The argument that all
games can only be good if they are graphically amazing seems somewhat flawed to me. Graphics are an essential attribute to any game, but when a game's greatness is lacking in every other way then it tends to have a problem. I suppose the already aforementioned Call of Duty could have something to do with this, as its hailed for its realism, yet most everything else in it demands polishing. This includes gameplay.

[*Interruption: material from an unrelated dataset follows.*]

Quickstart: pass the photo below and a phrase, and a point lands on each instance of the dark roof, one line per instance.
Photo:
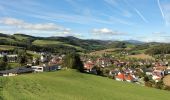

If someone's looking only for realism in a video game, then I don't see why we should even bother calling it a game. It's more like a movie, with the exception of the player's ability to maneuver the character as he or she feels fit. I think people who are only playing for the cinematic aspect just want the realism. But
there is nothing wrong it that. It's their personal preference, and even though they tend to clash with ours that doesn't mean they should be outright bashed; simple as that.
As for me, I seek out and pick a multitude of things when I start a new game. I'm pretty much able to tell if I won't like it right off since most games bring all the elements up early on. Graphics are the first thing to appear, then usually gameplay, and lastly story as events begin to unfold. These work out best to me when they're perfectly blended together and balanced out. Star Fox 64 instantly comes to mind as a pristine paragon in which its worlds are pleasingly displayed, its gameplay is smooth and exciting, and the story is well-told through each stage as the team moves in toward Andross. A classic title that will forever demonstrate the unique order of these treble essentials.
Now, to top off this topic, I have to agree that controls are ultimately better than visuals. My thoughts are best projected through the quote below.
I would rather have a game that is fun to play and looks good (Skyward Sword as an example) than one that looks good but is boring to play (Red Dead Redemption).
This has been something of an adage of mine on this issue, and I was pleased to see it. Very well stated.